Il coronavirus sta mettendo sotto stress il sistema sanitario della Lombardia, dove finora si è registrato il maggior numero di casi, e c’è la preoccupazione che la situazione possa ulteriormente peggiorare con il diffondersi della malattia. Anche per questo sono importanti le misure di contenimento che da una decina di giorni interessano soprattutto Lombardia e Veneto: non servono a fermare in assoluto il contagio, ma a rallentarlo, in modo che gli ospedali e il personale che ci lavora dentro (come L.) abbiano più tempo per occuparsi dei pazienti, dilazionando nel tempo lo sforzo.

In Italia, i casi positivi continuano ad aumentare.
I casi positivi in Italia dall’inizio dell’epidemia sono 2.036: di questi, 52 sono persone decedute e 149 guarite. Gli individui attualmente positivi sono quindi 1.835. La regione con più casi continua a essere la Lombardia, con 1077, seguita dall’Emilia-Romagna con 324 casi, in Veneto ce ne sono 271.

Nel fine settimana il governo italiano ha approvato un nuovo decreto con tre approcci distinti per altrettante aree del nostro paese. Sono stati confermati i divieti di uscita e l’isolamento nella cosiddetta “zona rossa” per i due focolai nel lodigiano e a Vo’, in provincia di Padova. È stata poi identificata un’area più ampia che comprende Lombardia, Veneto ed Emilia-Romagna dove restano sospesi gli eventi sportivi (tranne quelli a porte chiuse) e sono chiusi cinema, teatri e discoteche. I musei potranno riaprire se garantiranno un afflusso controllato di visitatori; bar e ristoranti dovranno a loro volta evitare gli assembramenti di persone ed effettuare servizi al tavolo e non al banco. Per il resto d’Italia, il governo suggerisce di preferenza il lavoro da casa per chi può, richiede di collocare disinfettanti per le mani negli uffici della pubblica amministrazione e in quelli aperti al pubblico e di procedere con pulizie più frequenti dei mezzi pubblici (con prodotti igienizzanti per le superfici). Qui altre informazioni sulla Lombardia, e qui sul Veneto.

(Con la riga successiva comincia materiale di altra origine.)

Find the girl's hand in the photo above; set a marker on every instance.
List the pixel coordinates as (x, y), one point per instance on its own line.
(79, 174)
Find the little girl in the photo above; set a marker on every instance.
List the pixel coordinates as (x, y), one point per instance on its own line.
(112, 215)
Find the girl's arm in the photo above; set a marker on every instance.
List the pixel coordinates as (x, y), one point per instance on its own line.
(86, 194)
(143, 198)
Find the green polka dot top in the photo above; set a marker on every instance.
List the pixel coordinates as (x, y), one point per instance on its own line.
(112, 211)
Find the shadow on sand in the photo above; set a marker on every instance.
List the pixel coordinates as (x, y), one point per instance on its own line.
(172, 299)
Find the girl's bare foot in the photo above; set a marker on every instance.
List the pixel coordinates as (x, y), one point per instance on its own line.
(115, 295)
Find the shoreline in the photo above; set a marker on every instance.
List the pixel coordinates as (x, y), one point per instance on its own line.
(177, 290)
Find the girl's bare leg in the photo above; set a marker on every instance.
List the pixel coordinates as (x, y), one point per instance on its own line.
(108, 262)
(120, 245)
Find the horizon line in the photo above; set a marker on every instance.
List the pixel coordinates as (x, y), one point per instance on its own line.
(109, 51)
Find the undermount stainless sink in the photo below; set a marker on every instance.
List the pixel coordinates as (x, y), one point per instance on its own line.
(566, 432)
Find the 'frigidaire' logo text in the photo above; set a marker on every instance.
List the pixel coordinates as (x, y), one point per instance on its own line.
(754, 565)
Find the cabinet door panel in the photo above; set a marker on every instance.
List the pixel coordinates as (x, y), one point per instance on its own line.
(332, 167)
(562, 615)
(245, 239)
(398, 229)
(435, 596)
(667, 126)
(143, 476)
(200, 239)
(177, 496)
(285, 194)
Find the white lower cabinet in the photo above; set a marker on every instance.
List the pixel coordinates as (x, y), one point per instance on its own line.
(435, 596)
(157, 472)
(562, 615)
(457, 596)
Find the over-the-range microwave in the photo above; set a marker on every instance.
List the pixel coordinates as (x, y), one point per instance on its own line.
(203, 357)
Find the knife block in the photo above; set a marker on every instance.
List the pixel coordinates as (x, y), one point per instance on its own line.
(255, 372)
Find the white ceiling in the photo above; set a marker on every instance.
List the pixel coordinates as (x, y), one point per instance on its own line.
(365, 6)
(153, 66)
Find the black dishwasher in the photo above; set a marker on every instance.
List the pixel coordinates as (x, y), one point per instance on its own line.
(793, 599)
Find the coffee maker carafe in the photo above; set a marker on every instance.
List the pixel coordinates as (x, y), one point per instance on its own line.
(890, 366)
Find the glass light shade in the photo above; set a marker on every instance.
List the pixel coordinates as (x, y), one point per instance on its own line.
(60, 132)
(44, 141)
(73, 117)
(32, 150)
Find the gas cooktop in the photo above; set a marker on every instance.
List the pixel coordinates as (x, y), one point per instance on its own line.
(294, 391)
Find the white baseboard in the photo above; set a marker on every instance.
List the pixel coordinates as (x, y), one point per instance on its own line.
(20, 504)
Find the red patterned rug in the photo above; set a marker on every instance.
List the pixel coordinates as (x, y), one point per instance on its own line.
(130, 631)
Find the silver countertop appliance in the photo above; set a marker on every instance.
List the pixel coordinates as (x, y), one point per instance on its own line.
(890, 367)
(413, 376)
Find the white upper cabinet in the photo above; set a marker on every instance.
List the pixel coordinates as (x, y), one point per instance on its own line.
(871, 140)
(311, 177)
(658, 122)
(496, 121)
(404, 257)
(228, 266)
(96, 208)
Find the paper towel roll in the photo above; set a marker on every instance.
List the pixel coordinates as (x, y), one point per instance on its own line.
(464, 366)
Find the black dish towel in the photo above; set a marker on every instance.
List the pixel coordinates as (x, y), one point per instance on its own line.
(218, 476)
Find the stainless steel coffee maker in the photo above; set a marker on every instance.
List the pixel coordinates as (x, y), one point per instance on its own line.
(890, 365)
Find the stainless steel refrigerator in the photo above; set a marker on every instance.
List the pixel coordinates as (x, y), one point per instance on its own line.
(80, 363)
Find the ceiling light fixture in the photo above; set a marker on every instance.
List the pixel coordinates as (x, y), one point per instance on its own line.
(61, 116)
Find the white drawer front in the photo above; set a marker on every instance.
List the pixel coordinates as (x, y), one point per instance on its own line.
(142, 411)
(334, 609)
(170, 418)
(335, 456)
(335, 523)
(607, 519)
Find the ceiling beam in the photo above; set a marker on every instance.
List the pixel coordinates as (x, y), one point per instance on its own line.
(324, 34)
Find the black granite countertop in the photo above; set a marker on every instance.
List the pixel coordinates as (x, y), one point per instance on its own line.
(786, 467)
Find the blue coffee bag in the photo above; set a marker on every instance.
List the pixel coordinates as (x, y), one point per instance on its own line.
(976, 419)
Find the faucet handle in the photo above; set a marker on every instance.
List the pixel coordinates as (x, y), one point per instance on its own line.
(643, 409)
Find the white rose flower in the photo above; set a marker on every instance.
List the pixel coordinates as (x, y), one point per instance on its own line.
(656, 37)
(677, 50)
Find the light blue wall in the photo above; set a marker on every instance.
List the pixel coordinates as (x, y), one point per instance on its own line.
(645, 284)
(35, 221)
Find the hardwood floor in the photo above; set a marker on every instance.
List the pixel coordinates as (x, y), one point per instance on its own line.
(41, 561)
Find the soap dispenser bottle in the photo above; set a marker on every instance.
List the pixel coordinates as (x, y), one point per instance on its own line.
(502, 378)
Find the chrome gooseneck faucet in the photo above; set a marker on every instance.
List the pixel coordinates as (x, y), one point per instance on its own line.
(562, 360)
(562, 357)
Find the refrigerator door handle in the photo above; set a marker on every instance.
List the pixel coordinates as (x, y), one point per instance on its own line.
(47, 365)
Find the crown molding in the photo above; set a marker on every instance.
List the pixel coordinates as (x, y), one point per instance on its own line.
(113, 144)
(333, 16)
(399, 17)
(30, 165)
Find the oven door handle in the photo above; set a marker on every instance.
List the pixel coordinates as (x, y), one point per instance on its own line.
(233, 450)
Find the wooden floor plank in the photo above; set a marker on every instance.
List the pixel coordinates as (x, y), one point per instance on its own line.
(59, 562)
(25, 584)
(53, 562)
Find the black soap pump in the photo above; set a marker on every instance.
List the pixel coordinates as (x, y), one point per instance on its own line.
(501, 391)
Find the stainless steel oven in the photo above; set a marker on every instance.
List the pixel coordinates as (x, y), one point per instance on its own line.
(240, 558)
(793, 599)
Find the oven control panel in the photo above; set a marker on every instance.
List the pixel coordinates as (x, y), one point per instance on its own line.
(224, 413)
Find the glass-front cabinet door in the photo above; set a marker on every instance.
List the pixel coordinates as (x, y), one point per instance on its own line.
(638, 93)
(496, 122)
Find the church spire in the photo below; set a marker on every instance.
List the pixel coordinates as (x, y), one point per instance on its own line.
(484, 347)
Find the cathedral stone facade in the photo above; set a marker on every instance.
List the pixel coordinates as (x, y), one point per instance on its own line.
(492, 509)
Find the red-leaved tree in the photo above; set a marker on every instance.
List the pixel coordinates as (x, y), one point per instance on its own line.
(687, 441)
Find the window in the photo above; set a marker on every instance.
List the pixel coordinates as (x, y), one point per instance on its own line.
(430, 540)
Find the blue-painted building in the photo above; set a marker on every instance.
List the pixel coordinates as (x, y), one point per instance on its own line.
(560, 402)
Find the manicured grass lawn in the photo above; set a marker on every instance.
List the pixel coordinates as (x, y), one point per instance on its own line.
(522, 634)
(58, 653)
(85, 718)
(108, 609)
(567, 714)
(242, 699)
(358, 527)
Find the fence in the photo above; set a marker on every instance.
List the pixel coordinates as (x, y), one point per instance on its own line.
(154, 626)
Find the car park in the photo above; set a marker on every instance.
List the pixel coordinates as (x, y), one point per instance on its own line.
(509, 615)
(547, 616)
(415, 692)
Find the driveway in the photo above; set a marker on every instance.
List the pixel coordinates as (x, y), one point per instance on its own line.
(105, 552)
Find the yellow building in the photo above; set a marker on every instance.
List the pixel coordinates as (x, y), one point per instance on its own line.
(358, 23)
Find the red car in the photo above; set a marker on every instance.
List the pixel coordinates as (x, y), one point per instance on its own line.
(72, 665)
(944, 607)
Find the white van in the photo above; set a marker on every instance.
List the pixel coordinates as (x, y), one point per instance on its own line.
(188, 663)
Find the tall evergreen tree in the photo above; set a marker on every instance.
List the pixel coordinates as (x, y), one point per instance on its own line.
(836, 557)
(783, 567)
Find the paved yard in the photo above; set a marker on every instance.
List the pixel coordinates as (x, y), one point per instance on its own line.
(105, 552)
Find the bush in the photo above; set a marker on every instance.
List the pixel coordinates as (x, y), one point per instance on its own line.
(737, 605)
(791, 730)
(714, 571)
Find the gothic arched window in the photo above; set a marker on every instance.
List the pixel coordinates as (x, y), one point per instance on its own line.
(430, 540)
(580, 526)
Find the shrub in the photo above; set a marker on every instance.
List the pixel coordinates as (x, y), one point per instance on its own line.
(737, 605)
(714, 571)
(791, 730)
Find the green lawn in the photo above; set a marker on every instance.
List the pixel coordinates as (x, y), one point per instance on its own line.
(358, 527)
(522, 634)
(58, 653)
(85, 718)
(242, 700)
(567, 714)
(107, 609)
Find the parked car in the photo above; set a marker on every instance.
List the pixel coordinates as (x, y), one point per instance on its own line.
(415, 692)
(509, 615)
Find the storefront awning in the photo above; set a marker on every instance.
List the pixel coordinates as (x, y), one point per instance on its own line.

I casi di coronavirus nel mondo sono ormai 90mila e le persone morte risultate positive sono più di 3mila. La maggior parte dei contagi e dei decessi è avvenuta in Cina, soprattutto nella provincia di Hubei dove è iniziata l’epidemia. L’Italia è il terzo paese per numero di casi positivi, dopo la Cina e la Corea del Sud. Molti paesi europei negli ultimi giorni hanno segnalato decine di casi, mentre in Francia sono stati superati i 130 casi.

E proprio la Francia, dopo giorni di relativa inazione, ha attivato misure più drastiche per ridurre il rischio di nuovi contagi e preparare meglio le sue strutture ospedaliere. Ieri ha anche tenuto chiuso il Louvre di Parigi, uno dei musei più famosi al mondo, dopo il protrarsi delle discussioni tra il personale e i dirigenti su come applicare le istruzioni fornite dal governo francese per contenere la diffusione. Per ora non ci sono notizie di accresciuti controlli negli aeroporti francesi per chi proviene dall’Italia.

Il coronavirus sta diventando un problema serio anche per le competizioni sportive, tra il rinvio delle partite e la sospensione di altre gare. Soprattutto il ciclismo potrebbe risentirne: è uno sport che passa per le strade e non si può disputare a porte chiuse come altre discipline. Iniziano a esserci dubbi e preoccupazioni sulla possibilità di effettuare la Milano-Sanremo, per esempio.